Sie warnten auch davor, dass die Regierung Boric einen Wahlbetrug vorbereite, damit die "Zustimmungskräfte" gewinnen. Man würde unkontrolliert Zuwanderer – hauptsächlich aus Haiti und Venezuela – ins Land holen und ihnen Stimmrechte geben, damit sie für die neue Verfassung stimmten. Die Wählerlisten wolle man mithilfe der Daten von Verstorbenen aufblähen, um sie für die neue Verfassung einzusetzen, auch die Daten von Verschwundenen aus der Zeit der Diktatur seien darunter.

Diese angeblichen Bedrohungen der demokratischen Wahlen wurden vom staatlichen Wahldienst verneint, was jedoch wirkungslos blieb. Die Desinformation, die vorgaukelte, die neue Verfassung stelle eine Gefahr für das Land dar, geht bis heute weiter.

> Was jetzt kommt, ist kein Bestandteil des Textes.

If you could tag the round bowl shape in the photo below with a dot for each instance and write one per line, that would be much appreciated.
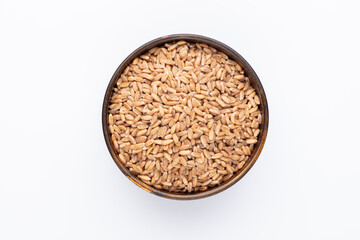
(249, 72)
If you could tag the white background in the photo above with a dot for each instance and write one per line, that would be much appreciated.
(58, 181)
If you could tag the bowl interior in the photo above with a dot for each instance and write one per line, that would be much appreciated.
(249, 72)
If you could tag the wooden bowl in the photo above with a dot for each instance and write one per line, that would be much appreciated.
(255, 82)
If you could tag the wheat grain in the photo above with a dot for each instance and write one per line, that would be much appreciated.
(183, 117)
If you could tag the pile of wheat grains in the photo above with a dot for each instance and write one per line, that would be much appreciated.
(183, 117)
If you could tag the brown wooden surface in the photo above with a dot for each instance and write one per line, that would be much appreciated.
(255, 82)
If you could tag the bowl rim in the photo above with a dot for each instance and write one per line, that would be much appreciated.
(250, 73)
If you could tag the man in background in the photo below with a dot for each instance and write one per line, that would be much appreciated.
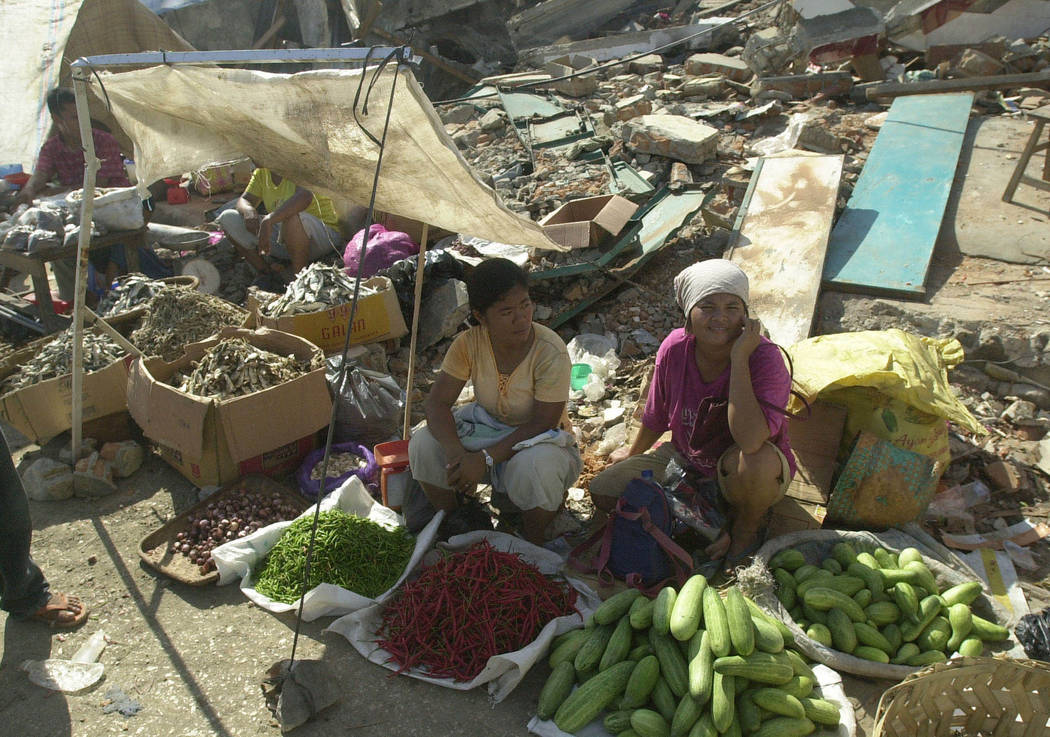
(60, 168)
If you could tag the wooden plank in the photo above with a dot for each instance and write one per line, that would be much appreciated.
(782, 237)
(884, 239)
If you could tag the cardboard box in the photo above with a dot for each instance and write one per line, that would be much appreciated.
(378, 318)
(44, 409)
(413, 228)
(815, 440)
(213, 441)
(793, 516)
(587, 222)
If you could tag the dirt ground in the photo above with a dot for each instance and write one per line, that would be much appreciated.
(193, 656)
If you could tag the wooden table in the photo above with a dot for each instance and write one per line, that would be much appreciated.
(1041, 116)
(34, 265)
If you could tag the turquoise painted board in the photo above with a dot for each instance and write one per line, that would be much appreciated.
(884, 238)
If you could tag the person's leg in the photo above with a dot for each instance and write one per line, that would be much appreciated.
(751, 483)
(607, 486)
(536, 480)
(426, 462)
(244, 240)
(25, 589)
(293, 235)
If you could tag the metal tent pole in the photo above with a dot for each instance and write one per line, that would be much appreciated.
(415, 331)
(86, 213)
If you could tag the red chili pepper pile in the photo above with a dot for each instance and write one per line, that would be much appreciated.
(468, 607)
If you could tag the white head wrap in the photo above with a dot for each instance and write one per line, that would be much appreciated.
(705, 278)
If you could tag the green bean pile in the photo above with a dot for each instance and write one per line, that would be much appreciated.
(351, 551)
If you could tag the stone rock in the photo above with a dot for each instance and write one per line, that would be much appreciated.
(974, 63)
(707, 64)
(46, 480)
(442, 312)
(673, 137)
(702, 87)
(93, 477)
(459, 114)
(611, 416)
(632, 107)
(646, 64)
(466, 139)
(494, 120)
(1005, 475)
(126, 458)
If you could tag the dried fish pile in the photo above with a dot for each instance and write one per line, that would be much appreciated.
(55, 359)
(339, 463)
(233, 367)
(181, 316)
(317, 287)
(131, 291)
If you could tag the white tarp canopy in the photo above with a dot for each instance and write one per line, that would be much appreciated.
(303, 127)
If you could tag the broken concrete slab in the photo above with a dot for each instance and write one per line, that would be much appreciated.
(443, 312)
(800, 86)
(574, 86)
(554, 19)
(702, 87)
(625, 44)
(780, 239)
(974, 63)
(632, 107)
(672, 137)
(494, 120)
(709, 64)
(975, 212)
(646, 64)
(769, 51)
(47, 480)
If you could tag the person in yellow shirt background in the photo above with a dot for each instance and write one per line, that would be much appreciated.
(296, 225)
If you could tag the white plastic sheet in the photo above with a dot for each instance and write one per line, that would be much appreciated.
(828, 687)
(240, 557)
(502, 672)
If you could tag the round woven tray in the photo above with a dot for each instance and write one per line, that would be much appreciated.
(966, 697)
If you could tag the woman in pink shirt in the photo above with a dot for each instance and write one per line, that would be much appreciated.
(717, 362)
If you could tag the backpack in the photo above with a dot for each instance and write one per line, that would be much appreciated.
(635, 543)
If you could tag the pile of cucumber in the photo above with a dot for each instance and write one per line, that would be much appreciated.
(685, 664)
(881, 606)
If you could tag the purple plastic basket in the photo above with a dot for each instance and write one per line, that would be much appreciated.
(368, 474)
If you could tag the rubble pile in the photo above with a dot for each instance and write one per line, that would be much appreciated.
(179, 317)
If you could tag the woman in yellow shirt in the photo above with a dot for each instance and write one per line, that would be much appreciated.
(520, 371)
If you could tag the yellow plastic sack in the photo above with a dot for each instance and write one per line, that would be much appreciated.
(894, 384)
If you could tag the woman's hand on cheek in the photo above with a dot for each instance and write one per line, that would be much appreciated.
(749, 340)
(466, 471)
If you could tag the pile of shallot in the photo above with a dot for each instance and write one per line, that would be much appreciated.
(228, 519)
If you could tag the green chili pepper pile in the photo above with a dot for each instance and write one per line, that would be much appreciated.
(350, 551)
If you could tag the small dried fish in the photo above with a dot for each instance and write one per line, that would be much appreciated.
(339, 463)
(56, 359)
(130, 291)
(179, 316)
(317, 287)
(233, 367)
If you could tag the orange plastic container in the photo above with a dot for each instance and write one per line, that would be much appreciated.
(392, 458)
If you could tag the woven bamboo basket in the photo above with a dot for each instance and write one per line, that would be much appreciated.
(967, 697)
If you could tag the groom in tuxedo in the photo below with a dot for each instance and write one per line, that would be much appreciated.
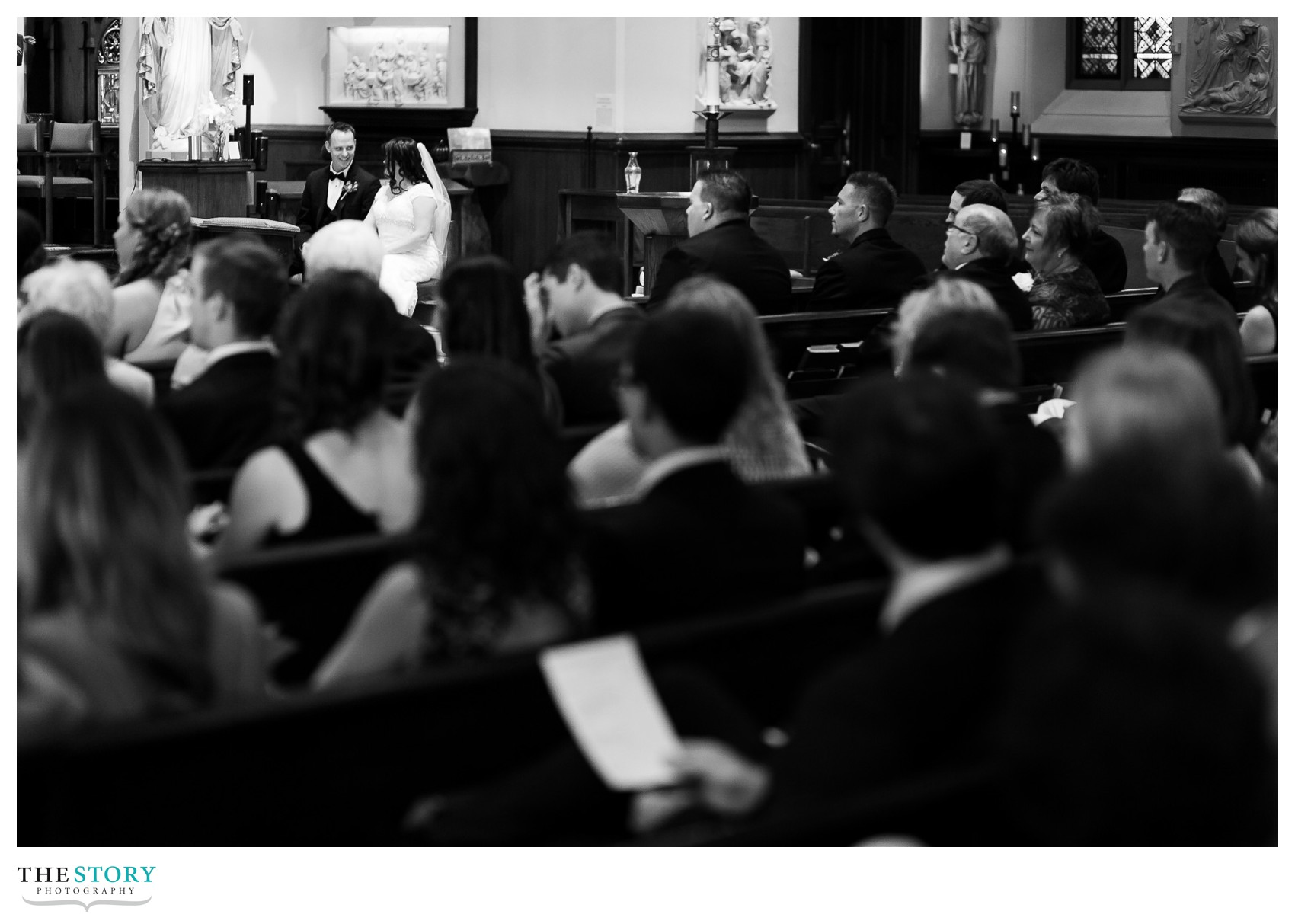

Die Geschichte der chilenischen Verfassungsreform

Der Weg zu einer neuen chilenischen Verfassung begann im Oktober 2019 mit den historischen Massenprotesten, die sich in ganz Chile ausbreiteten. Die soziale Verarmung, die millionenfache Ablehnung des privatisierten Rentensystems, die Proteste gegen das private Bildungssystem mit seinen Privilegien, und viele Themen mehr, bildeten den Hintergrund für die Demonstrationen.

Um den Konflikt zu kanalisieren, hatte die Regierung von Sebastián Piñera keine andere Wahl, als eine Volksabstimmung für eine neue Verfassung zu akzeptieren. Sie fand am 25. Oktober 2020 statt, mit  78 Prozent Unterstützung für eine neue Charta Magna. Am 4. Juli 2021 nahmen die gewählten Vertreter der Verfassungskonvention ihre Arbeit auf. Die erste Präsidentin des Verfassungsorgans war die indigene Intellektuelle Elisa Loncón, die später von María Elisa Quinteros abgelöst wurde, einer unabhängigen Gesundheitsspezialistin. Nach einjähriger Arbeit übergab der Konvent dem Präsidenten Gabriel Boric den Textentwurf. Damit begann die letzte Etappe, der Weg zum Referendum über den Gesetzestext. Die Abstimmung wird am 4. September stattfinden.